Mistake 5 – Ripple counter frequency limit calculation
Error: Calculating the maximum clock frequency of a ripple counter as 1/tFF instead of 1/(n × tFF).
Root cause: Forgetting that all n flip-flops contribute to the worst-case delay.
Fix: The worst-case is when all bits toggle (e.g., 0111 → 1000). All n FFs must settle before the next clock edge. fmax = 1/(n × tFF + tsetup).
9. Frequently Asked Questions
What is the difference between a latch and a flip-flop?
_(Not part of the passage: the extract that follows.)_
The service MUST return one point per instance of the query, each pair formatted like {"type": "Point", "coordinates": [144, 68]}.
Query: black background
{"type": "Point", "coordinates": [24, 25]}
A latch is level-sensitive – it changes output while the enable is asserted. A flip-flop is edge-triggered – it captures input only at the clock edge and holds the value until the next edge. Flip-flops are used in synchronous design because they provide predictable, clock-controlled state transitions.
What is an excitation table and how is it different from a truth table?
A truth table for a flip-flop shows Q(t+1) given Q(t) and inputs. An excitation table inverts this: given Q(t) and desired Q(t+1), it shows the required inputs. Excitation tables are used in sequential design to determine what combinational logic must drive each FF input to achieve the desired state sequence.
What is the difference between synchronous and asynchronous counters?
In a synchronous counter, all FFs share the same clock and change state simultaneously – faster, no glitches, but needs more complex input logic. In an asynchronous (ripple) counter, each FF is clocked by the previous FF output – simpler but slower due to cumulative propagation delays. For GATE CS, know both designs and their delay equations.
How do you design a mod-N counter?
Method 1 (synchronous): Write the N-state table, apply excitation table for chosen FF, simplify input equations with K-maps. Method 2 (asynchronous reset): Use a 2k-bit binary counter, detect state N with a NAND gate on the 1-bits of N, connect to CLR of all FFs. The counter briefly enters state N then resets – a glitch-reset approach.